When she's confronted by her parents Sara (Diaz) and Brian (Patric), Anna goes into her own little world; most of the movie Breslin makes us linger between the two possibilities, only to be let down by Cassavetes awful screenplay and direction.
The thing about the film is that it has already taken sides and we spend the whole movie watching all the pain Kate has gone through.
From vomiting blood, to losing her hair, to falling in love and then losing that too and we rarely get insight into why Anna's plead also has justifications.
If this bias wasn't enough, Cassavetes goes the extra mile to make the whole movie seem like a collection of Kodak moments and upbeat musical montages that pop out of nowhere and last for ages (as that famous online spoof goes "is this a movie or a CD?").
Shot beautifully by Caleb Deschanel, who even makes the chemotherapy room look dreamlike, the contrast between the visuals and the emotions the characters try to convey is distasteful.
The actors do their best with what they're given though, Baldwin is good (even if sometimes he narrates like a detective out of a film noir), Cusack is moving as a sensible judge (despite the burden of corniness she's given to carry) and it's refreshing to see Diaz stretch her acting muscle a bit, even if she doesn't always succeed.

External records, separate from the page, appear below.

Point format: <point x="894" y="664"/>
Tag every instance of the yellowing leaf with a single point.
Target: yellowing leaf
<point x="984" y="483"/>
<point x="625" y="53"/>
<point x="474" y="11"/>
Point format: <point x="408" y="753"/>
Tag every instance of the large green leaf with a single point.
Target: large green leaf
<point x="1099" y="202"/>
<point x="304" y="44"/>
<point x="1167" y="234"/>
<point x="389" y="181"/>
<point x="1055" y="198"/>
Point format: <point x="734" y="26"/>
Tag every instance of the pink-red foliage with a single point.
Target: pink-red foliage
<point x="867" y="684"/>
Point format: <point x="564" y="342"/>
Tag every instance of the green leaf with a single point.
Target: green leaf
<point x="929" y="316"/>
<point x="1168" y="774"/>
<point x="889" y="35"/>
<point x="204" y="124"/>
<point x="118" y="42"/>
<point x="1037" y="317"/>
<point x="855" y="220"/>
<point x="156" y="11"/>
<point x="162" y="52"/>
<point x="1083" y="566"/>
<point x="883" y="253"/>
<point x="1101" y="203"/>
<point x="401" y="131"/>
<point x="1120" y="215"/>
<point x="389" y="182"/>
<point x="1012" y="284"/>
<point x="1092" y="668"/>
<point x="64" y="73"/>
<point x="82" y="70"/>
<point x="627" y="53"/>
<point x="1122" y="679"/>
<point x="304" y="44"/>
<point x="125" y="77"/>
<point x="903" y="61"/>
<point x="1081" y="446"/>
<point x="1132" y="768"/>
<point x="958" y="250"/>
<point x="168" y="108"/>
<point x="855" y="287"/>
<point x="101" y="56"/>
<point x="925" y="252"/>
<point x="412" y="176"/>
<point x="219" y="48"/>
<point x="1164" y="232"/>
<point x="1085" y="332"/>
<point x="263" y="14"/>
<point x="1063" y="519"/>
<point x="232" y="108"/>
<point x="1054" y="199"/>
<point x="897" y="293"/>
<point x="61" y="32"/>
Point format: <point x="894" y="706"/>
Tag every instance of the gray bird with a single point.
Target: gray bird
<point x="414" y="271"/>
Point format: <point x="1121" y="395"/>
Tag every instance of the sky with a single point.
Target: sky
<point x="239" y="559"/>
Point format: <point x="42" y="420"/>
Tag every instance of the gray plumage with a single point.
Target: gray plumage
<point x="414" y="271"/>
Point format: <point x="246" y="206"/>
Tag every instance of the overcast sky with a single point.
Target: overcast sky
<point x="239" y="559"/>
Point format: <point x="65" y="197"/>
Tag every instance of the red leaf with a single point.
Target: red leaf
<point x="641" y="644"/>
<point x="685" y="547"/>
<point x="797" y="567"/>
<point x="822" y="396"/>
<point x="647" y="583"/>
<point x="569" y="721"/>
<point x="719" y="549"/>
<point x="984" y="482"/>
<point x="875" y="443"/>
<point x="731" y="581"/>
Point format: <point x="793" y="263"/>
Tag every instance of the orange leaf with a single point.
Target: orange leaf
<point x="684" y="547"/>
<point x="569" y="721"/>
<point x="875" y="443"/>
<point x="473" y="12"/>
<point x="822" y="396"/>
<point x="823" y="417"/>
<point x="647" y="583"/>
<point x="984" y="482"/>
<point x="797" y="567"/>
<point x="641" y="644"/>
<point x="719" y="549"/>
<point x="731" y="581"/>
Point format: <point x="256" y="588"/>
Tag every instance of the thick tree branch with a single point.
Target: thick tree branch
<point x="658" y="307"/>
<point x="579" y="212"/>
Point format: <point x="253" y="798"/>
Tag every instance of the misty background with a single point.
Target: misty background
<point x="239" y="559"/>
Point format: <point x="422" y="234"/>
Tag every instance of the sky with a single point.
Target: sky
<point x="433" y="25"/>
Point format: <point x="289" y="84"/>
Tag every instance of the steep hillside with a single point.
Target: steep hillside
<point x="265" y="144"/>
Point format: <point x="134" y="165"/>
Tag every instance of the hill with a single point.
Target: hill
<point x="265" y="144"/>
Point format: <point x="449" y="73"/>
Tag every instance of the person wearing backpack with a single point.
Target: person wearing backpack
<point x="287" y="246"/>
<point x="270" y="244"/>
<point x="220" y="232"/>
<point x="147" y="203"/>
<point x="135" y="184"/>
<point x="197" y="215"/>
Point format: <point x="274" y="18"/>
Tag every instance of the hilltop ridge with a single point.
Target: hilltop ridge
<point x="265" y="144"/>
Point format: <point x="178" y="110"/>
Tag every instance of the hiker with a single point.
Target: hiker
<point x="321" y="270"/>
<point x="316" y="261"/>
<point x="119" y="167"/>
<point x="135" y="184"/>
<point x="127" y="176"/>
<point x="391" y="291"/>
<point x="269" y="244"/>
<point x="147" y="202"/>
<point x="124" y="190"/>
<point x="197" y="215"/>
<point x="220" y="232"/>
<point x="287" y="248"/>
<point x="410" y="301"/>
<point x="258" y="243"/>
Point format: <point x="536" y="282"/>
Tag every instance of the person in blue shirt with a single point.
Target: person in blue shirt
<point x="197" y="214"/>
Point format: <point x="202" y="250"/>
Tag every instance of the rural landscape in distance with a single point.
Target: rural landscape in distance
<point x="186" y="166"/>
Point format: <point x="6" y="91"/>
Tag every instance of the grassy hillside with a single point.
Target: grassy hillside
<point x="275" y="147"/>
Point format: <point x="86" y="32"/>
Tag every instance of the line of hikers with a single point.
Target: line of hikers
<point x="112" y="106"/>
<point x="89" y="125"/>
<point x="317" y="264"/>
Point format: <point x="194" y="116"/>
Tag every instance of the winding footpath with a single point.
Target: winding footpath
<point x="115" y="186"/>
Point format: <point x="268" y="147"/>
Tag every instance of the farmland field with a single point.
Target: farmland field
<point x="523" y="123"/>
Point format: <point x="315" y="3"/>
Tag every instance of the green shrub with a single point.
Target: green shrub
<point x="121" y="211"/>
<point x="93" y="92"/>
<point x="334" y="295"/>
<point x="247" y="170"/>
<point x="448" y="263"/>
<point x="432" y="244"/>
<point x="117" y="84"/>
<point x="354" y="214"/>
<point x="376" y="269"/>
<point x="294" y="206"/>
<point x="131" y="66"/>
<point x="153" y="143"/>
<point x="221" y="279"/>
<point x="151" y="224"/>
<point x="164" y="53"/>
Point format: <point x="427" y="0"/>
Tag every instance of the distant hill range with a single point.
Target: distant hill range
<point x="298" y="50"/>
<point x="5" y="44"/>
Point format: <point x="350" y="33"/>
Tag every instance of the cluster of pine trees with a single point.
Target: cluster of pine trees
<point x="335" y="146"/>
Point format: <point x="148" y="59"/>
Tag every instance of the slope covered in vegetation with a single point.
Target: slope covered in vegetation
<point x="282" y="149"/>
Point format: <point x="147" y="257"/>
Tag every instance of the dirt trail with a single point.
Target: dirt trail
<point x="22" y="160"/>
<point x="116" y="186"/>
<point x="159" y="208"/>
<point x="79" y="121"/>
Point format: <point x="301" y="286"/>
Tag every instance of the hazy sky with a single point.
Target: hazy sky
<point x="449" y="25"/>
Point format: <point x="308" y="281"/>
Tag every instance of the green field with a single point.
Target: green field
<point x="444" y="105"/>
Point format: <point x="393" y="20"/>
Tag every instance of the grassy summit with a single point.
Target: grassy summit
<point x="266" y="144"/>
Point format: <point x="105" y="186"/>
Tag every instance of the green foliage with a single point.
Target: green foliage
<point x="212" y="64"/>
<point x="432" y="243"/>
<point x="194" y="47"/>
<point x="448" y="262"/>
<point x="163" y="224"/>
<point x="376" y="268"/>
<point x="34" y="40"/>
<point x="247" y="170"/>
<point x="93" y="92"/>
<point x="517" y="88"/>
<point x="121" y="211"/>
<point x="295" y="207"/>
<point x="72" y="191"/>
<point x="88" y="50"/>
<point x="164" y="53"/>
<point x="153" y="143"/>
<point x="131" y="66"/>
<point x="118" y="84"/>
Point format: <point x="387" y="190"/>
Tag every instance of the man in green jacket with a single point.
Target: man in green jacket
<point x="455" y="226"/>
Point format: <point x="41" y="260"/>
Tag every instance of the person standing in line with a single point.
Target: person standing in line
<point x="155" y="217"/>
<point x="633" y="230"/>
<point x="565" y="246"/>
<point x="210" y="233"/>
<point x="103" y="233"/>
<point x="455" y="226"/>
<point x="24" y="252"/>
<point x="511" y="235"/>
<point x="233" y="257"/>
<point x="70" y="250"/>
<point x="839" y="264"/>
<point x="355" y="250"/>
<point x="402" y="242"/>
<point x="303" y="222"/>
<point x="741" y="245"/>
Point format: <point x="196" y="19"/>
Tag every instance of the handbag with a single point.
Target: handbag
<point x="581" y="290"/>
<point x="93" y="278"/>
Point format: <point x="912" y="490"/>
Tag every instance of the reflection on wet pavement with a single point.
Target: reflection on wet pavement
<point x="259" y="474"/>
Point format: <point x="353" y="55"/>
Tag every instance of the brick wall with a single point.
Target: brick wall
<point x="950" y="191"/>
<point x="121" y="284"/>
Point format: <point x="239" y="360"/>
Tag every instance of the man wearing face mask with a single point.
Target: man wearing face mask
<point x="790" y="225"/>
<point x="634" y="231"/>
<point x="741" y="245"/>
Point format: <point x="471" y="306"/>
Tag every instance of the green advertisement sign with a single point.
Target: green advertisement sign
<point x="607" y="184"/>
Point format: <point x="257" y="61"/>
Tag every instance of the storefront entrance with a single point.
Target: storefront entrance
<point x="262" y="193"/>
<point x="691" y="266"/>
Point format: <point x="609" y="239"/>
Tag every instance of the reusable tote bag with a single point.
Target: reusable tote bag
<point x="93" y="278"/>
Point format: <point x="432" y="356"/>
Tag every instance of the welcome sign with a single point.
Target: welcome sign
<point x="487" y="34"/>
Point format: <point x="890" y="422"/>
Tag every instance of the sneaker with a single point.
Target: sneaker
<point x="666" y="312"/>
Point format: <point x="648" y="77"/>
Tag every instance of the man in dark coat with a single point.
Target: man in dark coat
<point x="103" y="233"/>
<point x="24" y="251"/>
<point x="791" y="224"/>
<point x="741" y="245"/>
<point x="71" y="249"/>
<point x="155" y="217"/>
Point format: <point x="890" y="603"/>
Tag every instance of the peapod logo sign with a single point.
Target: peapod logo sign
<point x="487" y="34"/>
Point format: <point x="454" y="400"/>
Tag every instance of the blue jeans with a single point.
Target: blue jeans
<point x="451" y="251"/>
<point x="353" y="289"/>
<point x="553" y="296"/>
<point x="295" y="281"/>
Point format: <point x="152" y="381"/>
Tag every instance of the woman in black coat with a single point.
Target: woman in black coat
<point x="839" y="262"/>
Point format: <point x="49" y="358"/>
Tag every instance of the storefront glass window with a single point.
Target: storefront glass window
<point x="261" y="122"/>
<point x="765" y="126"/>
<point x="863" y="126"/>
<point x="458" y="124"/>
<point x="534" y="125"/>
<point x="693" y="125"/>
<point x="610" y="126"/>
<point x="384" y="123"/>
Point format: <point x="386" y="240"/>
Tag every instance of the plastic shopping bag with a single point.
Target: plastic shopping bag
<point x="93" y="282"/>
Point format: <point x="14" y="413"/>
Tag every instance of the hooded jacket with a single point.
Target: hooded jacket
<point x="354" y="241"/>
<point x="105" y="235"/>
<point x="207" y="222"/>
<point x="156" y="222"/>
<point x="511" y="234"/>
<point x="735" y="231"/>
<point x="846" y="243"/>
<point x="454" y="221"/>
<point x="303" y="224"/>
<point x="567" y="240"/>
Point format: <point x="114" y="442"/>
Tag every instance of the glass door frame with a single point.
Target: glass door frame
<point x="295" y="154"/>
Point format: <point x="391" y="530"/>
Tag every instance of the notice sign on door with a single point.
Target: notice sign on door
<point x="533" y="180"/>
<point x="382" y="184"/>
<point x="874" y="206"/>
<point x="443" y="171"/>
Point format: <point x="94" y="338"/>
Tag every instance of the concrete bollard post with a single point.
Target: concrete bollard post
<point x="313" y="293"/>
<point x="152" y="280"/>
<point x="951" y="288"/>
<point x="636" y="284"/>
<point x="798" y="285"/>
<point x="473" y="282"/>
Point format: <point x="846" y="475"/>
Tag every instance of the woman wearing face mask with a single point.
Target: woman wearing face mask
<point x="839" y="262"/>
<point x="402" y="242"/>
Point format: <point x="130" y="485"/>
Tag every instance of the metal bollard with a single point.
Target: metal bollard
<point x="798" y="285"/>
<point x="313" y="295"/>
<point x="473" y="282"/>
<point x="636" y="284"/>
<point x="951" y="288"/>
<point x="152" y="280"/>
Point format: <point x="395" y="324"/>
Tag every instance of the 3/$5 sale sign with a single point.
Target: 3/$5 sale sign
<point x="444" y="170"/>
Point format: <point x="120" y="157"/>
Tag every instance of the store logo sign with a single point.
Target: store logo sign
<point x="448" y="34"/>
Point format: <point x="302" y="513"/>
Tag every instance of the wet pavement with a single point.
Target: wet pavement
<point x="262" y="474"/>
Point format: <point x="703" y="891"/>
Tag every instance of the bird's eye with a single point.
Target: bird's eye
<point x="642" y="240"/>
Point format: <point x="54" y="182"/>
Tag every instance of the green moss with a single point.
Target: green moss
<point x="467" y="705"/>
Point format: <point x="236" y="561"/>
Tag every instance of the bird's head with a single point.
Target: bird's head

But most of this gets lost in the amalgam of cliché Cassavetes concocts. Whenever the action is steering to make Anna seem sane he inserts a random flashback reminding us why Kate is more important.
Then there's a whole subplot full-o-holes with their brother Jesse (Ellingson) who lingers in the streets and sits atop building rooftops harboring what seems like something awful which we never fully understand.
Exploiting likeability to the ultimate factor, Cassavetes also becomes aware that while cancer patients are impossible to dislike, so is Abigail Breslin.
And he gives her character a final twist that should make us shed the waterworks, but only serves to expose the utter lack of respect the filmmaker has for both the sick and the healthy.
Please, don't give this movie its shot.